Les rouages de l'administration Bush ont légitimé la torture

En attendant, il fallait être au Touquet-Paris Plage (Pas-de-Calais) ce jeudi matin pour découvrir ce film, qui décrit comment quelques hiérarques de l'administration Bush (au premier rang desquels le vice-président Dick Cheney, le secrétaire à la Défense Donald Rumsfeld et l'Attorney general John Ashcroft) ont décidé de s'affranchir des conventions de Genève de 1949 et de la loi américaine, tout en affirmant le contraire au grand public.

Dans une édifiante vidéo amateur, tournée par un participant à une réunion à Camp David le 15 septembre 2001, tout juste après les attaques contre le World Trade Center, on peut pressentir ce qui va suivre. (Voir la vidéo)


Torture made in USA
envoyé par figra. - Regardez les dernières vidéos d'actu.

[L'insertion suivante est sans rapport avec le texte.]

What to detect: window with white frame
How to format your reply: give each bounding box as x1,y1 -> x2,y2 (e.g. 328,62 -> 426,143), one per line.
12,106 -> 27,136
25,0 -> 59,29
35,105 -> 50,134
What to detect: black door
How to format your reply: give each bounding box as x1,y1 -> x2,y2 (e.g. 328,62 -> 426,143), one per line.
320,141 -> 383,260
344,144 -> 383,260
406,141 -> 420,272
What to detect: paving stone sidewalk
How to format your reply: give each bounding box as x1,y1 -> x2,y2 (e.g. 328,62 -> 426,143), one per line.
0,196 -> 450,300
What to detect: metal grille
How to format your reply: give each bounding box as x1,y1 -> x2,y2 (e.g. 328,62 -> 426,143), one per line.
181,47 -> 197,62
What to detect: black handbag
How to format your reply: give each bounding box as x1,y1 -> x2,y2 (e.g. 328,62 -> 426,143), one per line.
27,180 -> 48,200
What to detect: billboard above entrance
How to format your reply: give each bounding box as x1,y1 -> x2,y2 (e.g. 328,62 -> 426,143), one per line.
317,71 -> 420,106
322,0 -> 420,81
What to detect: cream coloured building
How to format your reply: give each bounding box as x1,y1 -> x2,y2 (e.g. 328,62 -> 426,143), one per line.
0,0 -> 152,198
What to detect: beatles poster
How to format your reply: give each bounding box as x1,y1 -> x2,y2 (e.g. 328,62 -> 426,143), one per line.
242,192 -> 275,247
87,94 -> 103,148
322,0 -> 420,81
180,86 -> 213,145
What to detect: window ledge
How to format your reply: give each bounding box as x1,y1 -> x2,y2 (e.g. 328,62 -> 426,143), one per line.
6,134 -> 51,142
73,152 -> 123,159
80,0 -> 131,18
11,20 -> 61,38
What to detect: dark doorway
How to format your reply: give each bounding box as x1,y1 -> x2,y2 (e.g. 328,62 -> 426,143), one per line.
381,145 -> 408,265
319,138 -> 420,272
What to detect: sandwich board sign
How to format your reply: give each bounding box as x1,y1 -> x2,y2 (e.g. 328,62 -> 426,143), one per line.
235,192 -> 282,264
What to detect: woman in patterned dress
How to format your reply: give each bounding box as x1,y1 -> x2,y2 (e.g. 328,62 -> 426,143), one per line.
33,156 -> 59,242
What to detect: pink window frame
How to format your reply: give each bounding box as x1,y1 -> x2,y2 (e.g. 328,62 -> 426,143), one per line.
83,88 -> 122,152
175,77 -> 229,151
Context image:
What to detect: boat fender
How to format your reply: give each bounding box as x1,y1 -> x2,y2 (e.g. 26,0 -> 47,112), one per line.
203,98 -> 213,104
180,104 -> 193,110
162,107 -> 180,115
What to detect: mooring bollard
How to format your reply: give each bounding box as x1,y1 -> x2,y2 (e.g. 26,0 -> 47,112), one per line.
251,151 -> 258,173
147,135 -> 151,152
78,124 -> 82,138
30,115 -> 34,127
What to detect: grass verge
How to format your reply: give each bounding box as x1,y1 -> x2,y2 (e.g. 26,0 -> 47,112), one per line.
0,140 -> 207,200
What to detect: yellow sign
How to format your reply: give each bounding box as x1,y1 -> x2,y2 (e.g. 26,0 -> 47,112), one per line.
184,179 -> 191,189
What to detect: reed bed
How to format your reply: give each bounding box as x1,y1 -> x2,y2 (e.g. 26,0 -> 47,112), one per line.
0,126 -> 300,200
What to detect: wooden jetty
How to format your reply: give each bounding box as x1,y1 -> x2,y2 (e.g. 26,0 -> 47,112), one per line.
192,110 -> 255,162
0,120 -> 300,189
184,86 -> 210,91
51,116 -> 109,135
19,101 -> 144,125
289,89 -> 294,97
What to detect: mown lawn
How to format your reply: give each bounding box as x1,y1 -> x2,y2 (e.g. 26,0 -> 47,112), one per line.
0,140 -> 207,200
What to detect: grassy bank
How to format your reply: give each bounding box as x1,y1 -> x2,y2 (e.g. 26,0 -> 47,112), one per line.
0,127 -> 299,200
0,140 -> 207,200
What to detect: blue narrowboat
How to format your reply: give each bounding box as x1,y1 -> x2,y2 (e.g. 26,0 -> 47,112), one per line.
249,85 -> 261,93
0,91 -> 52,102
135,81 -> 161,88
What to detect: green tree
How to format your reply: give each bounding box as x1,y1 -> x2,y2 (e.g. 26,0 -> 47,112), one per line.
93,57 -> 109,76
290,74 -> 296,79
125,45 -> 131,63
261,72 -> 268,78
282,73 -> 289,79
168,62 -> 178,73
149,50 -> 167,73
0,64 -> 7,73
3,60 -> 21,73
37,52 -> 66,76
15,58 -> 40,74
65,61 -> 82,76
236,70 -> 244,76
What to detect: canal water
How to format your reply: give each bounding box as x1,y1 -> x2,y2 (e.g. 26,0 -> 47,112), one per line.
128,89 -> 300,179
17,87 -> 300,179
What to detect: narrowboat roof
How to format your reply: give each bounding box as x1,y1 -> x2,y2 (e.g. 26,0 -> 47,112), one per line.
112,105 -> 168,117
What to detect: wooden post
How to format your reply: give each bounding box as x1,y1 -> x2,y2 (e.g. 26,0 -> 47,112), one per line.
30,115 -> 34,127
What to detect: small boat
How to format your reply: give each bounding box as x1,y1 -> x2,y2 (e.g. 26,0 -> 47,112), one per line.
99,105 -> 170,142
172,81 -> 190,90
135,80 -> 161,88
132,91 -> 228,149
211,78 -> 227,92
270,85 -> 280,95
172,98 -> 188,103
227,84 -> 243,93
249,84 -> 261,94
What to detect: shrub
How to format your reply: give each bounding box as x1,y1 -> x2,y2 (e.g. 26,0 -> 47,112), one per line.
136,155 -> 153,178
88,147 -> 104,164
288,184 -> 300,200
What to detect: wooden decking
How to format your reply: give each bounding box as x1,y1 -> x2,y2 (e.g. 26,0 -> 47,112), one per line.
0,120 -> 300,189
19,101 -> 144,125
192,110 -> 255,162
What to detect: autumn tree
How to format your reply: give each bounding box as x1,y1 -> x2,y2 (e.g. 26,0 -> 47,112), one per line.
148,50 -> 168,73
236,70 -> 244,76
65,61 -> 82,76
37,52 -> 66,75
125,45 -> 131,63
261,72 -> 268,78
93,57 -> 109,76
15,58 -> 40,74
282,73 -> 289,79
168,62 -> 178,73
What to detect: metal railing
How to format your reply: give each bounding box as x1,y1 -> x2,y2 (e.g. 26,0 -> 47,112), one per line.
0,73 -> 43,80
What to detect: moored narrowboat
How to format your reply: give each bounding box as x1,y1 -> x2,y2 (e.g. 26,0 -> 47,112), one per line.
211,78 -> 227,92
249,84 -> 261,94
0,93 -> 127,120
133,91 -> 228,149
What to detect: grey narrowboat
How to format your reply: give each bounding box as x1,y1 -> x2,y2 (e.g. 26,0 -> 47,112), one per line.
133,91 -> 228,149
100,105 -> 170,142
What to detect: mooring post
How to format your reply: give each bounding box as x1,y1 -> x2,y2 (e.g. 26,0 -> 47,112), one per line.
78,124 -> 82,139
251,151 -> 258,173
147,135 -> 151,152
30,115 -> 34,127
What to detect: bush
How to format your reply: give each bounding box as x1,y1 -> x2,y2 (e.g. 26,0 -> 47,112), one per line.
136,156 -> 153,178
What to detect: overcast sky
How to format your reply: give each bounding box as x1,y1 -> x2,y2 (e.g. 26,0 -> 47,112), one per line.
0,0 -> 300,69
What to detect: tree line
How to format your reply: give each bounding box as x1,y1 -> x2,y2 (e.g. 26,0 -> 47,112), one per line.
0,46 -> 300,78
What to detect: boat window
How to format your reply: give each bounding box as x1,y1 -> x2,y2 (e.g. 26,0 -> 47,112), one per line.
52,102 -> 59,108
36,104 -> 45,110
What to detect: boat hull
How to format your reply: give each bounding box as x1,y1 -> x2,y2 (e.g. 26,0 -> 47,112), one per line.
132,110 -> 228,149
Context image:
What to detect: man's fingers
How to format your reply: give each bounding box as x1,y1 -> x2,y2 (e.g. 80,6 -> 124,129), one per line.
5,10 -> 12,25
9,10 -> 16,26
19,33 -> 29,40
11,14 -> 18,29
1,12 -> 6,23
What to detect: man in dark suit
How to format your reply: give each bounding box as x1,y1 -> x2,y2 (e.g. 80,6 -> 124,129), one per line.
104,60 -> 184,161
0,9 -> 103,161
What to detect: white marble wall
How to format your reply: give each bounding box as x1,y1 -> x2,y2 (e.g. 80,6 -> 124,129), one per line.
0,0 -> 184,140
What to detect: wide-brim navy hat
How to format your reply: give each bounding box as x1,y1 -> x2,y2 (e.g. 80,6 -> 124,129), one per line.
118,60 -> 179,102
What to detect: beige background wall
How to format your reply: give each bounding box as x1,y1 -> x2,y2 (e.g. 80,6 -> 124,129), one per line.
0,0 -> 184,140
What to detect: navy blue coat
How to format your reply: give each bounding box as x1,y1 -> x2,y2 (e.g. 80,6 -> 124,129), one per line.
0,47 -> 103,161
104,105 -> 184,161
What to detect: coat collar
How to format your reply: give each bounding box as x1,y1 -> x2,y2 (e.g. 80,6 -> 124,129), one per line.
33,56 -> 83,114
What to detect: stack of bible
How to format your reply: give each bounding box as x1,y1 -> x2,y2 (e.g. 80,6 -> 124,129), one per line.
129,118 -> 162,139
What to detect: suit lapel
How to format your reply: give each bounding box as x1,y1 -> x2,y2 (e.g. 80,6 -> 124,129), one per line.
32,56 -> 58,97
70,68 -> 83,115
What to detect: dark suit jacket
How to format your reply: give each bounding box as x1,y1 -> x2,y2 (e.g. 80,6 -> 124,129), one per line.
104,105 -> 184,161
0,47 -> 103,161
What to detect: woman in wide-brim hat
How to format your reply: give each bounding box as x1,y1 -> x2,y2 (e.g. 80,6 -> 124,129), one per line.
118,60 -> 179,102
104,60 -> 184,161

Après cette réunion, les services juridiques des différentes administrations concernées s'emploient à étayer le fait que les combattants d'Al Qaeda ne sont pas de « vrais » combattants.

De ces échanges de mémos, émergera le terme de « combattants illégaux », auquel George W. Bush et ses ministres auront beaucoup recours. Seul Colin Powell, au département d'Etat, était contre le recours à la torture, mais son ministère a été écarté de ces débats dès février 2002.

Marie-Monique Robin, qui prend comme fil rouge les auditions des responsables devant le Congrès, a réussi à interviewer de nombreux témoins de l'époque, tous déchargés depuis de leurs fonctions.

« Je reconnais très clairement que nous avons torturé »

Parmi eux, le général Ricardo Sanchez, qui a commandé la force multinationale en Irak en 2003 et 2004. Dans le film de la journaliste française, il passe aux aveux, sans détours :

« Je reconnais très clairement que nous avons torturé, que nous avons maltraité des gens. Cela restera à jamais une défaite stratégique pour notre pays, et il sera très difficile pour nous de retrouver l'autorité morale que nous avions avant de nous être éloigné des conventions de Genève. »

Dans un entretien à Mediapart, Marie-Monique Robin explique comment elle a obtenu cette interview, au bout de six mois d'acharnement.

Sinon, Dick Cheney (qui s'est inspiré des méthodes de torture employées en Egypte par le régime Moubarak contre les Frères musulmans) n'a pas répondu à son e-mail. Donald Rumsfeld lui a fait dire qu'il était trop occupé. Et si elle a joint au téléphone Alberto Gonzales, qui coordonnait à la Maison Blanche l'aspect juridique du recours à la torture (avant de devenir Attorney general), c'est pour essuyer un refus. (Voir la vidéo sur rue89.com)

Selon Marie-Monique Robin, les tortionnaires en chef Dick Cheney, Donald Rumsfeld et leurs amis ne risquent pas d'être jugés un jour pour avoir violé les lois internationales et américaines. Pour une raison simple :

« Les démocrates sont désormais à la présidence avec Obama, mais sous l'ère Bush, ils avaient le pouvoir de s'opposer au Congrès. Or, ils ont fait preuve d'inertie et n'ont donc pas intérêt à ce que des poursuites soient lancées. »

L'administration Obama s'est d'ailleurs prononcée contre. Mais l'un des protagonistes du film de la journaliste française, John Yoo, qui travaillait sous les ordres d'Ashcroft, est poursuivi.